Now let's make a variation on the helper function above

def do_random_convolution(list_of_distributions, N):
    n_samples = 10000
    q = np.zeros(n_samples)
    var_q = 0.
    mean_q = 0.

    for dist_class in np.random.choice(list_of_distributions,N):
        dist = dist_class()
        print(dist_class.__name__, dist.std())
        q = q+dist.rvs(n_samples)
        var_q = var_q + dist.std()**2
        mean_q = mean_q + dist.mean()

    std_q = np.sqrt( var_q )


    counts, bins, patches = plt.hist(q,bins=50, normed=True, alpha=.2)
    plt.plot(bins, norm.pdf(bins,loc=mean_q, scale=std_q), lw=2, c='r')

do_random_convolution(ok_distributions_list,2)

Dist_kc90 0.707106781187
Dist_phh250 0.235702260396

do_random_convolution(ok_distributions_list,4)

Dist_os852 0.6545248448388085
Dist_pw1091 0.88669
Dist_os852 0.6545248448388085
Dist_rdm445 0.707106781187

do_random_convolution(ok_distributions_list,4)

Dist_kc90 0.707106781187
Dist_os852 0.6545248448388085
Dist_knd286 0.307054709393
Dist_os852 0.6545248448388085

do_random_convolution(ok_distributions_list,32)

Dist_phh250 0.235702260396
Dist_rdm445 0.707106781187
Dist_phh250 0.235702260396
Dist_os852 0.6545248448388085
Dist_lac683 0.539449062475
Dist_phh250 0.235702260396
Dist_os852 0.6545248448388085
Dist_os852 0.6545248448388085
Dist_phh250 0.235702260396
Dist_rdm445 0.707106781187
Dist_phh250 0.235702260396
Dist_kc90 0.707106781187
Dist_os852 0.6545248448388085
Dist_phh250 0.235702260396
Dist_lac683 0.539449062475
Dist_phh250 0.235702260396
Dist_lac683 0.539449062475
Dist_kc90 0.707106781187
Dist_pw1091 0.88669
Dist_knd286 0.307054709393
Dist_os852 0.6545248448388085
Dist_kc90 0.707106781187
Dist_os852 0.6545248448388085
Dist_knd286 0.307054709393
Dist_phh250 0.235702260396
Dist_rdm445 0.707106781187
Dist_phh250 0.235702260396
Dist_pw1091 0.88669
Dist_pw1091 0.88669
Dist_rdm445 0.707106781187
Dist_knd286 0.307054709393
Dist_pw1091 0.88669

Part 2 of project

a) preliminaries

From either master or the branch you used to submit your distribution, update so that you have the current version of cranmer/intro-exp-phys-II.
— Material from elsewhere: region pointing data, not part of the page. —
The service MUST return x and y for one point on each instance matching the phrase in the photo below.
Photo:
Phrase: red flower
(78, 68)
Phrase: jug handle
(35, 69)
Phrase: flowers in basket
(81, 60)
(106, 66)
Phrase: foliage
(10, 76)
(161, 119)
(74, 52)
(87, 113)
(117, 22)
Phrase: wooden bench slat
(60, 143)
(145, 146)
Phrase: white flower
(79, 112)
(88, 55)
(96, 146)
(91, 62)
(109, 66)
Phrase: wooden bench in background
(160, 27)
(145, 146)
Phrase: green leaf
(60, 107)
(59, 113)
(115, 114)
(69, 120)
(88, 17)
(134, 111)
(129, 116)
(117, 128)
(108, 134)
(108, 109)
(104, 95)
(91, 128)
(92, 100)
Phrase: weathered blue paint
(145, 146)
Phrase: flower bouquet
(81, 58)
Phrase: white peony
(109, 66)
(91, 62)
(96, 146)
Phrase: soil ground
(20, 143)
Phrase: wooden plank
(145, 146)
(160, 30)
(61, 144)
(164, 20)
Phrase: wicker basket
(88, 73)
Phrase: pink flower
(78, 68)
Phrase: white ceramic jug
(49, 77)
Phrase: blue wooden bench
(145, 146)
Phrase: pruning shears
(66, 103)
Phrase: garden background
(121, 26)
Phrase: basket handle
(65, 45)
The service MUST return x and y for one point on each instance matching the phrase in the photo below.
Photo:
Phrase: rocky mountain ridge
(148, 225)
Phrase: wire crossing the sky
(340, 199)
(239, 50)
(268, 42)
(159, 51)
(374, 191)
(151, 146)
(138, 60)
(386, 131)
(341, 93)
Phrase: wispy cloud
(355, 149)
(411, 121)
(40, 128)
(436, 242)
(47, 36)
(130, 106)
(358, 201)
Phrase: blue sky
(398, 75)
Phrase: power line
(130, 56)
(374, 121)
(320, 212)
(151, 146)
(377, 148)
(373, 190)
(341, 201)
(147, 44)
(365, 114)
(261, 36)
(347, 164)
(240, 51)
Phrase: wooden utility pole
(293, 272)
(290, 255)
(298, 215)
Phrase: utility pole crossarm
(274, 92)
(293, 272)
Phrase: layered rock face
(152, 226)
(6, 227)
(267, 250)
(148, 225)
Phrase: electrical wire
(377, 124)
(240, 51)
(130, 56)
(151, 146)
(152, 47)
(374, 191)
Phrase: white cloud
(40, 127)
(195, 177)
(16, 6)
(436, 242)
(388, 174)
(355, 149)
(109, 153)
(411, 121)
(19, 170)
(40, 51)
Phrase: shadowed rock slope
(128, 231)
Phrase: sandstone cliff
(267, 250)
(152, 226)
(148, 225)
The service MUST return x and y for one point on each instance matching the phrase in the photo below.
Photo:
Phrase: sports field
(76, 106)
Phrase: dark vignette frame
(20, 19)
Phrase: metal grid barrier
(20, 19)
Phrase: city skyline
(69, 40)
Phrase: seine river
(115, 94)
You can either do this in GitHub desktop by finding the button near the top left or by typing this:

git fetch cranmer master
git merge cranmer/master

Now Create a new branch called "part2"

b) execute the notebook above

c) Make a $\chi^2$ function

Below is a copy of the do_random_convolution function with a new name. Modify it so taht it returns the chi-square quantity that says how closely the observed distribution matches the prediction from the Central Limit theorem.

YOu might want to check out the chi-square-of-distribution notebook

def do_random_convolution_with_chi2(list_of_distributions, N):
    n_samples = 100000
    q = np.zeros(n_samples)
    var_q = 0.
    mean_q = 0.

    for dist_class in np.random.choice(list_of_distributions,N):
        dist = dist_class()
        q = q+dist.rvs(n_samples)
        var_q = var_q + dist.std()**2
        mean_q = mean_q + dist.mean()

    std_q = np.sqrt( var_q )


    counts, bins, patches = plt.hist(q,bins=50, normed=True, alpha=.2)
    plt.plot(bins, norm.pdf(bins,loc=mean_q, scale=std_q), lw=2, c='r')

d) Make a plot

Plot the $\chi^2$ quantity vs. N for N=2,4,8,16,32

e) push a new version of this notebook to GitHub

Execute the notebook, get your plots, save it, commit the changes to the part2 branch, and then push (sync) to GitHub.com. When you are done, make a new pull request.